(a) To find the coefficient of \(x^2\) in the expansion of \((4 + 2x)(2 - ax)^5\), consider the terms that contribute to \(x^2\):

- From \((4)(2 - ax)^5\), the term contributing to \(x^2\) is \(-80ax\).

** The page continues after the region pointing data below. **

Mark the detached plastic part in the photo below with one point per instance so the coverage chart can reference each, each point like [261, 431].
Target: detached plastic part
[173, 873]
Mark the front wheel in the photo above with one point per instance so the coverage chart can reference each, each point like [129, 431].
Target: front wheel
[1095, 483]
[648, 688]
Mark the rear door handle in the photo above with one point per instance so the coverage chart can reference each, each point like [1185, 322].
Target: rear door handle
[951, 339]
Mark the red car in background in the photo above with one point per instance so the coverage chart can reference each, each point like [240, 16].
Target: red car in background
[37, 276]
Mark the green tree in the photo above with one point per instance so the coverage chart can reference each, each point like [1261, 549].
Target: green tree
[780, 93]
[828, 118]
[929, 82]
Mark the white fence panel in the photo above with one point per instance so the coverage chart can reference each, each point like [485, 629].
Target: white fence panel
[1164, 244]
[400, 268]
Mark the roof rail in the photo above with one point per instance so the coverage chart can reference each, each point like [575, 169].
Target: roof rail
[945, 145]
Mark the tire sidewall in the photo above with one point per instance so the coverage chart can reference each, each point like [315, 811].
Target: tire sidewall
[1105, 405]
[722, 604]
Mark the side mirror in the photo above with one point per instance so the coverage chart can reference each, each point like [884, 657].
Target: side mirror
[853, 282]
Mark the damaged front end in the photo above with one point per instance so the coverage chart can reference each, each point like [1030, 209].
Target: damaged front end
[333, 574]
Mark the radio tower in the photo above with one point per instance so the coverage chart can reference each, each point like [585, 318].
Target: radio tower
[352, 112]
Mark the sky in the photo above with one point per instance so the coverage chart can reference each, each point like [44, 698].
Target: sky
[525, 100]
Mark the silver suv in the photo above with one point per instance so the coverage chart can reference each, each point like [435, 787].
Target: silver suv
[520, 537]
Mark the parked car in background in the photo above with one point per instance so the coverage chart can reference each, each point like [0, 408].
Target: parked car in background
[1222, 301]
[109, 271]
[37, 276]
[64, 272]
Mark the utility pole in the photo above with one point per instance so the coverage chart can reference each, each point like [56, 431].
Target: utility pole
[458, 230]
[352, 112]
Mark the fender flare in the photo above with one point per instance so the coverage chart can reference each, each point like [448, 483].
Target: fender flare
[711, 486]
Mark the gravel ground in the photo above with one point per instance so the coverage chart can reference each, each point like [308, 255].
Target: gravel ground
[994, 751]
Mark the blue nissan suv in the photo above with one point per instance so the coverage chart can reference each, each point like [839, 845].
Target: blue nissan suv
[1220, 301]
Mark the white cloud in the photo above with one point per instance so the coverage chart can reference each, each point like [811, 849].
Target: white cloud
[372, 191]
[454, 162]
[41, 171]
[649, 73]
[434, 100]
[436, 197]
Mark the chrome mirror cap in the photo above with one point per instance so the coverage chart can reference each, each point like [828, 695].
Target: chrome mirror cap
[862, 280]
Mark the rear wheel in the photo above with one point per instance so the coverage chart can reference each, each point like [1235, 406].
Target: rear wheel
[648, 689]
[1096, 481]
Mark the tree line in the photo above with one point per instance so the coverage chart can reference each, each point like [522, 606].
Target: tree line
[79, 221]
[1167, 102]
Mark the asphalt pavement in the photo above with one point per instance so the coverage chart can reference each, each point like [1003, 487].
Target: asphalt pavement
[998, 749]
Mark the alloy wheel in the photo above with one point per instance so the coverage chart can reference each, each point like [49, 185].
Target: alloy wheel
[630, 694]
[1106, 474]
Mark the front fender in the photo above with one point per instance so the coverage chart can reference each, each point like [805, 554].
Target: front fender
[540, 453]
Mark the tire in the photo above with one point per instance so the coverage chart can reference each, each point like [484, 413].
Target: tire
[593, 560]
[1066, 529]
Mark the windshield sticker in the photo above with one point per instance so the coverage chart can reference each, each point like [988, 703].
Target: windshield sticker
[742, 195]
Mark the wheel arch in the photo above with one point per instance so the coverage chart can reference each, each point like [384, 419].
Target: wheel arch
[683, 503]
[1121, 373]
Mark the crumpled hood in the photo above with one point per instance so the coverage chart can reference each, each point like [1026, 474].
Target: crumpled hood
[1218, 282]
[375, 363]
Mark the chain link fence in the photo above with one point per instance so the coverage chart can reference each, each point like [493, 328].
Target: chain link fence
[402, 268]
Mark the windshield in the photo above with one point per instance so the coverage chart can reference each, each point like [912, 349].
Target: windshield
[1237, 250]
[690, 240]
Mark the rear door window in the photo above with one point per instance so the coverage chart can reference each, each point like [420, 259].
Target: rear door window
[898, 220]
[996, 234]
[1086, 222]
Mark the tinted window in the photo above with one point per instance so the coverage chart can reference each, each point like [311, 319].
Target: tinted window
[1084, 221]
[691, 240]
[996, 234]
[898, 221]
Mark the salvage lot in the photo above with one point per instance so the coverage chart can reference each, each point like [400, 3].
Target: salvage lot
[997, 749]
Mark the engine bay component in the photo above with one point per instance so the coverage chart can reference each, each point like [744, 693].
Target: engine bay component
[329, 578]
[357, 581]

- From \((2x)(2 - ax)^5\), the term contributing to \(x^2\) is \(80a^2x^2\).

The coefficient of \(x^2\) is given by:

\(320a^2 - 160a = -15\)

Rearranging gives:

\(320a^2 - 160a + 15 = 0\)

Solving this quadratic equation using the quadratic formula:

\(a = \frac{-b \pm \sqrt{b^2 - 4ac}}{2a}\)

where \(a = 320\), \(b = -160\), \(c = 15\).

\(a = \frac{160 \pm \sqrt{(-160)^2 - 4 \times 320 \times 15}}{2 \times 320}\)

\(a = \frac{160 \pm \sqrt{25600 - 19200}}{640}\)

\(a = \frac{160 \pm \sqrt{6400}}{640}\)

\(a = \frac{160 \pm 80}{640}\)

\(a = \frac{240}{640} \text{ or } a = \frac{80}{640}\)

\(a = \frac{3}{8} \text{ or } a = \frac{1}{8}\)

(b) Given that there is only one value of \(a\) for which the coefficient of \(x^2\) is \(k\), we set the discriminant of the quadratic equation to zero:

\(160^2 - 4 \times 320 \times (15 - k) = 0\)

Solving for \(k\):

\(25600 - 1280(15 - k) = 0\)

\(25600 - 19200 + 1280k = 0\)

\(6400 + 1280k = 0\)

\(k = -\frac{6400}{1280}\)

\(k = -20\)

Substituting \(k = -20\) back into the quadratic equation gives:

\(320a^2 - 160a + 20 = 0\)

Solving this gives \(a = \frac{1}{4}\).